A little baby whose unknown outcome that caused so much stress but also caused our family to cling tighter together then ever before and strengthened our faith.  That same baby allowed us to experience and grow relationships with people that we now have deep roots with that we would've never formed had we not been in this situation, many of those people we wouldn't have even met. The prayers and support that were brought together and unified by those we know and many we didn't know from all over.  All because of one little unhealthy, abnormal baby boy. We quickly realized that a blessing is not defined by health and not always without pain or suffering but rather by the gift of joy it gives you despite the other things that come with it. This isn't to say that our other two children aren't a blessing because they were the normal healthy pregnancy/babies but to say that despite the circumstances Ezra was the same gift to us, a true blessing.

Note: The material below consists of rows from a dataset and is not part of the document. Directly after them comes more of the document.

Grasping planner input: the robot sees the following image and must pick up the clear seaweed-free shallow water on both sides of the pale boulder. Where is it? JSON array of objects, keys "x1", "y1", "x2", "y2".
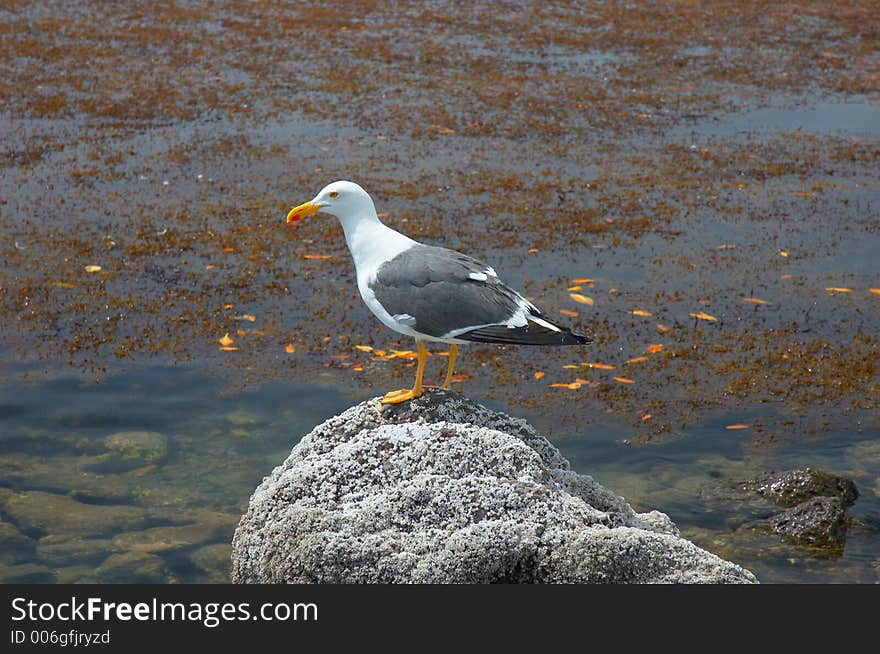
[{"x1": 0, "y1": 358, "x2": 880, "y2": 583}]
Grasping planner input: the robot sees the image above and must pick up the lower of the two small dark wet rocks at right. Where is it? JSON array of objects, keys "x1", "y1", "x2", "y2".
[{"x1": 770, "y1": 497, "x2": 846, "y2": 551}]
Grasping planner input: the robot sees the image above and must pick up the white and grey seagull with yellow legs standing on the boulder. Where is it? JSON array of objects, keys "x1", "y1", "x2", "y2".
[{"x1": 287, "y1": 181, "x2": 592, "y2": 404}]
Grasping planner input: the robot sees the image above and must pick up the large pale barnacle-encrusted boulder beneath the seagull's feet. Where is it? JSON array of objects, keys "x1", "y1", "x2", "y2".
[{"x1": 232, "y1": 390, "x2": 756, "y2": 583}]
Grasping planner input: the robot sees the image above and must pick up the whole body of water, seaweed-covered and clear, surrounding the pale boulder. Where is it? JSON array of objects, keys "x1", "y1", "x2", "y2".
[{"x1": 0, "y1": 0, "x2": 880, "y2": 582}]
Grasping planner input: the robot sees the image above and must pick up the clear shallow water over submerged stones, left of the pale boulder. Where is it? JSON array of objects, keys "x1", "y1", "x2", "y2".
[{"x1": 0, "y1": 363, "x2": 364, "y2": 583}]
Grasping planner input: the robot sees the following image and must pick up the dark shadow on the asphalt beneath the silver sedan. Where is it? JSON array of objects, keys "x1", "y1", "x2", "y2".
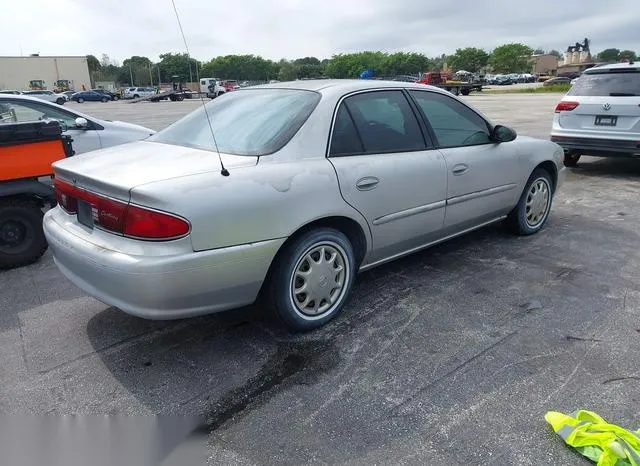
[{"x1": 87, "y1": 222, "x2": 510, "y2": 418}]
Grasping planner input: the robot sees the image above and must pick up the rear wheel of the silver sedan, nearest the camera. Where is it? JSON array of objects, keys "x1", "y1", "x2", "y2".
[{"x1": 267, "y1": 228, "x2": 357, "y2": 332}]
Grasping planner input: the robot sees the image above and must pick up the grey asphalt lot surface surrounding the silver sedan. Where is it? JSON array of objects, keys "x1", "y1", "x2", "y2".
[{"x1": 0, "y1": 94, "x2": 640, "y2": 465}]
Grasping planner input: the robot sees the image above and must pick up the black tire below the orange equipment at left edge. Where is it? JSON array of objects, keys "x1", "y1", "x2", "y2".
[{"x1": 0, "y1": 199, "x2": 47, "y2": 269}]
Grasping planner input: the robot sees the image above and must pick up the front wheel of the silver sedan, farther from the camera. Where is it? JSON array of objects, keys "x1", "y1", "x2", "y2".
[{"x1": 507, "y1": 168, "x2": 553, "y2": 236}]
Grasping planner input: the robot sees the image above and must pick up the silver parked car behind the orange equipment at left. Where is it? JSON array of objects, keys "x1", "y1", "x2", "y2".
[{"x1": 0, "y1": 95, "x2": 155, "y2": 154}]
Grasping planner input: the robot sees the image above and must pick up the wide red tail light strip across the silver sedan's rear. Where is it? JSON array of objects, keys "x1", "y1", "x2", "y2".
[{"x1": 54, "y1": 178, "x2": 190, "y2": 240}]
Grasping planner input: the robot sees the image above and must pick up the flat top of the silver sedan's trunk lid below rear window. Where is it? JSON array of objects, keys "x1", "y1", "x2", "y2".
[{"x1": 53, "y1": 141, "x2": 258, "y2": 199}]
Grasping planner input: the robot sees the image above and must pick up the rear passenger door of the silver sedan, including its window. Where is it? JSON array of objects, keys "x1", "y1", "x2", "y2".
[{"x1": 329, "y1": 89, "x2": 446, "y2": 262}]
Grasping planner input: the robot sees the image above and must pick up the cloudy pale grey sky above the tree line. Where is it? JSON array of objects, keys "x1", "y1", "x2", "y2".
[{"x1": 0, "y1": 0, "x2": 640, "y2": 62}]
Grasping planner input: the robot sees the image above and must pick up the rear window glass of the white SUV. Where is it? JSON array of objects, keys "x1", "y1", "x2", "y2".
[{"x1": 567, "y1": 71, "x2": 640, "y2": 97}]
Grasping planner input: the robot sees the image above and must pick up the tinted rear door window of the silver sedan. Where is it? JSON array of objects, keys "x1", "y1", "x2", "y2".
[{"x1": 330, "y1": 90, "x2": 426, "y2": 156}]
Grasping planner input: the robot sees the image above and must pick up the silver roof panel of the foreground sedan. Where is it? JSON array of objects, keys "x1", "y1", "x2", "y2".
[{"x1": 244, "y1": 79, "x2": 445, "y2": 95}]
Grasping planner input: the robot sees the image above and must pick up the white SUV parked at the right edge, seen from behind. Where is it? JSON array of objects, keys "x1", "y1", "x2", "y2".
[{"x1": 551, "y1": 62, "x2": 640, "y2": 167}]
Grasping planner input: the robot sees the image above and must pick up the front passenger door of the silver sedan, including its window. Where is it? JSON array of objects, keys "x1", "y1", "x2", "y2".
[{"x1": 410, "y1": 90, "x2": 520, "y2": 230}]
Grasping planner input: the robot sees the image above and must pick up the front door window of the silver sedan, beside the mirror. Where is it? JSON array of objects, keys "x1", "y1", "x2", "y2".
[{"x1": 410, "y1": 90, "x2": 492, "y2": 147}]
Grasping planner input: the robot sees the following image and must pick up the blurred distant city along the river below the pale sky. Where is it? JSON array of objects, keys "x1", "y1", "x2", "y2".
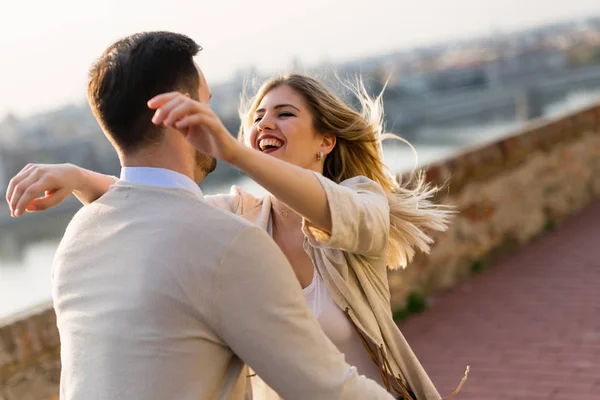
[{"x1": 0, "y1": 17, "x2": 600, "y2": 189}]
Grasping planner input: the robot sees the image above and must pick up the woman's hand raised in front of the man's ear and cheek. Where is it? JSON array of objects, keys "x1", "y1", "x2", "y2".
[{"x1": 148, "y1": 92, "x2": 242, "y2": 163}]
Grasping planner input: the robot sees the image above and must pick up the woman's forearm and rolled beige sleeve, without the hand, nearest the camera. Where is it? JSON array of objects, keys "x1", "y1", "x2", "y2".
[{"x1": 220, "y1": 146, "x2": 390, "y2": 257}]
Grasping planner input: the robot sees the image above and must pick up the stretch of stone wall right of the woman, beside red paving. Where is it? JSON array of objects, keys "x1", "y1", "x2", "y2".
[{"x1": 390, "y1": 104, "x2": 600, "y2": 310}]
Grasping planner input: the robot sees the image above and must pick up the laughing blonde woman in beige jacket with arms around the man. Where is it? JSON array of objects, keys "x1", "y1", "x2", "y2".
[{"x1": 9, "y1": 74, "x2": 464, "y2": 399}]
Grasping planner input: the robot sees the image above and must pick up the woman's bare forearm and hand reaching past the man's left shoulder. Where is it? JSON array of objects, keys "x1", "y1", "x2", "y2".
[{"x1": 6, "y1": 164, "x2": 116, "y2": 217}]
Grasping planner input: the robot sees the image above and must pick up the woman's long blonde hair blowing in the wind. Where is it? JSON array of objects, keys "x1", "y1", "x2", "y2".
[{"x1": 238, "y1": 74, "x2": 451, "y2": 269}]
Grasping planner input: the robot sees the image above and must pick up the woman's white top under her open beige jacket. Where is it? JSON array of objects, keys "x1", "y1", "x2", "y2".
[{"x1": 302, "y1": 268, "x2": 384, "y2": 386}]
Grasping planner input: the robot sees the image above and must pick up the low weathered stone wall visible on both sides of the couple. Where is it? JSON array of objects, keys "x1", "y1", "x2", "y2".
[{"x1": 0, "y1": 101, "x2": 600, "y2": 400}]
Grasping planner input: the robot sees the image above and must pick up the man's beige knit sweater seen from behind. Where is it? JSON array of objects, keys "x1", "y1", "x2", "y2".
[{"x1": 53, "y1": 182, "x2": 392, "y2": 400}]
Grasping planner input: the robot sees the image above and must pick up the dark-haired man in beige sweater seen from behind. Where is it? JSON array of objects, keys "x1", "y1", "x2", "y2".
[{"x1": 53, "y1": 32, "x2": 392, "y2": 400}]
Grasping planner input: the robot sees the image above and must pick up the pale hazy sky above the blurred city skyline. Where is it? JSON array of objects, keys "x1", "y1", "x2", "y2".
[{"x1": 0, "y1": 0, "x2": 600, "y2": 118}]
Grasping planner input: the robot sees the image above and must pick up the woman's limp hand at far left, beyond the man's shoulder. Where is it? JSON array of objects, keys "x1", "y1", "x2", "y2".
[{"x1": 6, "y1": 164, "x2": 82, "y2": 217}]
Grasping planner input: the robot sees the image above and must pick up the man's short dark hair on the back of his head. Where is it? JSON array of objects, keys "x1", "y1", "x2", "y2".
[{"x1": 88, "y1": 32, "x2": 202, "y2": 153}]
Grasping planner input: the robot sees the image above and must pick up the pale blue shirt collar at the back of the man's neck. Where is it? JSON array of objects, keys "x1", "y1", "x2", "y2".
[{"x1": 121, "y1": 167, "x2": 204, "y2": 200}]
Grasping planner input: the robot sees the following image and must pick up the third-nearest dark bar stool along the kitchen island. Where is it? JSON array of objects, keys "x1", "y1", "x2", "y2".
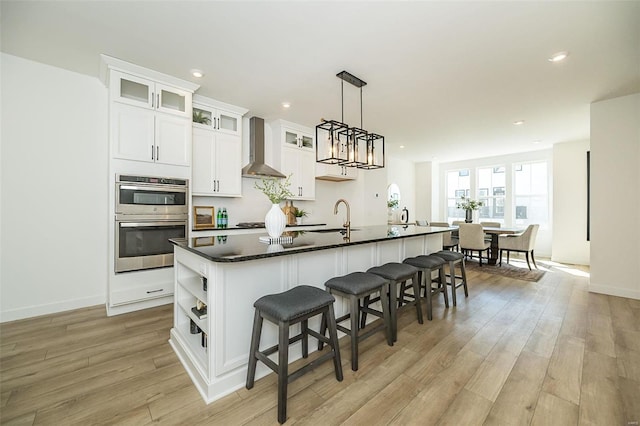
[{"x1": 361, "y1": 262, "x2": 424, "y2": 342}]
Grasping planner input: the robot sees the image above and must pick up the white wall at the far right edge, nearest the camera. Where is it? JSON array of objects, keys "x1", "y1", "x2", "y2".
[{"x1": 589, "y1": 94, "x2": 640, "y2": 299}]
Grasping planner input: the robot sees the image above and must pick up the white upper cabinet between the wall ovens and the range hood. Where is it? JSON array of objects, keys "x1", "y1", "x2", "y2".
[{"x1": 191, "y1": 95, "x2": 248, "y2": 197}]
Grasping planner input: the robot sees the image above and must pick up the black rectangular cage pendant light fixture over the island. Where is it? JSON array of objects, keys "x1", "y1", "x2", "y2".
[{"x1": 316, "y1": 71, "x2": 384, "y2": 170}]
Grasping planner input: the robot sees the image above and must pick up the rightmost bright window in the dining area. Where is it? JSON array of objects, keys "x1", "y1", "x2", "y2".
[{"x1": 513, "y1": 161, "x2": 549, "y2": 226}]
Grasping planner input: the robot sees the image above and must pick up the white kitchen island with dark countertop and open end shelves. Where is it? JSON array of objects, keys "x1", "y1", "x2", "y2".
[{"x1": 169, "y1": 225, "x2": 451, "y2": 403}]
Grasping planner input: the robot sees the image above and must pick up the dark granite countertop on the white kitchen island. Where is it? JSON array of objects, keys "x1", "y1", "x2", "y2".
[{"x1": 170, "y1": 225, "x2": 452, "y2": 262}]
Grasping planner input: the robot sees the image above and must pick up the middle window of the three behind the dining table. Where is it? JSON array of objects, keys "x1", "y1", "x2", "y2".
[{"x1": 477, "y1": 166, "x2": 506, "y2": 223}]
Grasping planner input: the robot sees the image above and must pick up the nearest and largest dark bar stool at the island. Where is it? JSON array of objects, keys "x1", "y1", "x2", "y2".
[{"x1": 247, "y1": 285, "x2": 342, "y2": 423}]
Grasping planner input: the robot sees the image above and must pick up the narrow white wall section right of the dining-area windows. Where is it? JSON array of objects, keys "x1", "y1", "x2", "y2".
[{"x1": 551, "y1": 141, "x2": 590, "y2": 265}]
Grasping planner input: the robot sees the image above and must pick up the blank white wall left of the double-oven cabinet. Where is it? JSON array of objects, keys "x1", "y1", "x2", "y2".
[{"x1": 0, "y1": 54, "x2": 108, "y2": 321}]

The definition of what a blessing is was made more evident when seven days before Ezra's birth my sister in law and brother had a miscarriage at 17 weeks and lost their baby boy, Bennett, and one day after that Jeff's sister and brother in law welcomed a healthy baby boy, Leo.  All three of these boys born in the same week were a true blessing because each of them brought joy to the people who love them even though all three of them had very different paths.  This experience has allowed us to now look at not the circumstance that surrounds the baby but what the baby brings into the world as to "what a blessing" means.  True joy, and therefore blessings, can be found in many situations and people.
If you come across someone who isn't experiencing a normal pregnancy know that this doesn't mean their baby is less of a blessing to them and they aren't excited to welcome a little one into the world even though they are full of fear and unknowns at the same time. After talking to the other NICU parents that we met that phrase and excitement is still what parents want to hear and feel, just maybe with a little more caution depending on the circumstance. Regardless of the grief the situation is bringing, the number of tubes, medications, and surgeries ahead, or even how much time we are granted to even have these little ones with us,  there is also much joy, hope, and love found in that precious little one and that to us is the gift of a true blessing.

Comments

  1. Thank you for sharing your heart, your faith and your journey with us. Ezra has taught many people many things. What a blessing all of the Wildes are to so many.